Between The Office and The Truman Show: discover Jury Duty, the craziest series of the year

Between The Office and The Truman Show: discover Jury Duty, the craziest series of the year

A trial where everyone is an actor, with the exception of a juror. Part of The Office team is in charge of this delirious true/false reality TV concept, now available on Prime Video.

When it was launched in early April via Freevee, Amazon’s free platform (not available in France), Jury Duty rose to the top of the most streamed programs. The result is a golden concept: a documentary on the work of the jury during an ordinary trial in Los Angeles, except that everything is bogus – case, plaintiff, defendant, judge, magistrates… – except for a juror. Ronald, that is his name, is therefore the subject despite himself of a variation on the Truman Show aiming not to maintain in him the illusion of an idealized reality, but on the contrary to disrupt its order to make it slide towards the surreal, the only limit being the credulity of the guinea pig. And if the series manages to make the boy accept a copious ration of absurd events – sexual setbacks, a “misterbeanesque” lawyer, freakish jurors, the presence of a star (James Marsden in his own role)… – it is in entrusting him with the role of the nice big brother of the madmen.
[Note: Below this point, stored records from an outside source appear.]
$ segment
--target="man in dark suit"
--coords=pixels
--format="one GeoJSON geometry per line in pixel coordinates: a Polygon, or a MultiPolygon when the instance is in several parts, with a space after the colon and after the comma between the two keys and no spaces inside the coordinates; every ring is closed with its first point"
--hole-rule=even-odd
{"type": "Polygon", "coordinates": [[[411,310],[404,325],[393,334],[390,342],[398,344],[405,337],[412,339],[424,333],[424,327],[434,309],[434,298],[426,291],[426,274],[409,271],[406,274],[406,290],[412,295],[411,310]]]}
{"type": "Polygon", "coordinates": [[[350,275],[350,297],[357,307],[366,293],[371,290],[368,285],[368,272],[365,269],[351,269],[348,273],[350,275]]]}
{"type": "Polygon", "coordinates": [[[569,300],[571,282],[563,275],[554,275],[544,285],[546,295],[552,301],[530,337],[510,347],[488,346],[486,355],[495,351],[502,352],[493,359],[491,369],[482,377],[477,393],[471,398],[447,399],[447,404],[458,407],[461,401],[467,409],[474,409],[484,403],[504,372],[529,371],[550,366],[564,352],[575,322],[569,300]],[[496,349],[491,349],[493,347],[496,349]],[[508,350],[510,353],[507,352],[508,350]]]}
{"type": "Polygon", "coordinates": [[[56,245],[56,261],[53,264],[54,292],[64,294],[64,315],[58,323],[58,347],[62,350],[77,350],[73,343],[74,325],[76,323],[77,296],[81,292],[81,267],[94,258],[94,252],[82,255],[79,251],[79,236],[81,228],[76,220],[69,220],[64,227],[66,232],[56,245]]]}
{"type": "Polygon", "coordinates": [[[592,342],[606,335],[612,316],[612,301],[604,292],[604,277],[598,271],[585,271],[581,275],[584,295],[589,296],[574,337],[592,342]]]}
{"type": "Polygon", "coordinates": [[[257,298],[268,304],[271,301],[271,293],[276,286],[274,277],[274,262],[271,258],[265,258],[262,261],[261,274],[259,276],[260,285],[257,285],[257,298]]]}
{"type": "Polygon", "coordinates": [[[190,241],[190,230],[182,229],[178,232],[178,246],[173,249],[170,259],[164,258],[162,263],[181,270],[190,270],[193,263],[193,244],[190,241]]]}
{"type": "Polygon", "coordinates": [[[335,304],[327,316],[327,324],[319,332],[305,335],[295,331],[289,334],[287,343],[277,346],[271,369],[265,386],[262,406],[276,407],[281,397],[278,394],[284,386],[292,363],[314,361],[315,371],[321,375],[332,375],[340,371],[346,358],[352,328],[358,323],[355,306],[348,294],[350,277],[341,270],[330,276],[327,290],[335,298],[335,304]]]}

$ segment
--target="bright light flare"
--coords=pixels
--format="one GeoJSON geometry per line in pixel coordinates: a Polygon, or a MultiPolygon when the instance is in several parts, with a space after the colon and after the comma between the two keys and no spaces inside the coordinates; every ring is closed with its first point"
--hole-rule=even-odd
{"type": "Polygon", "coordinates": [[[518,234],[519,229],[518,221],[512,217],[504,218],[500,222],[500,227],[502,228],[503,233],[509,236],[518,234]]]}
A role that he will assume far beyond expectations, as when he shows the most weirdo of his court colleagues – a sort of sickly and autistic Geo Trouvetou – a DVD of 1001 Paws to help him accept his difference. The concept is therefore somewhat forgotten behind the gallery of characters as cast as employees of The Office (whose former collaborators are here at the helm); and over-out is never used to cultivate unease or embarrassment, the series having had the intelligence to choose a character who is completely foreign to these emotions, a model of a healthy reaction to the absurd. And the real subject is undoubtedly there: how to coexist well with madness. Absolute prohibition to make fun of it, quasi moral obligation to laugh about it. A season 2 of Jury Duty is already under discussion.

Jury Duty, created by Lee Eisenberg and Gene Stupnitsky, to see on Prime Video.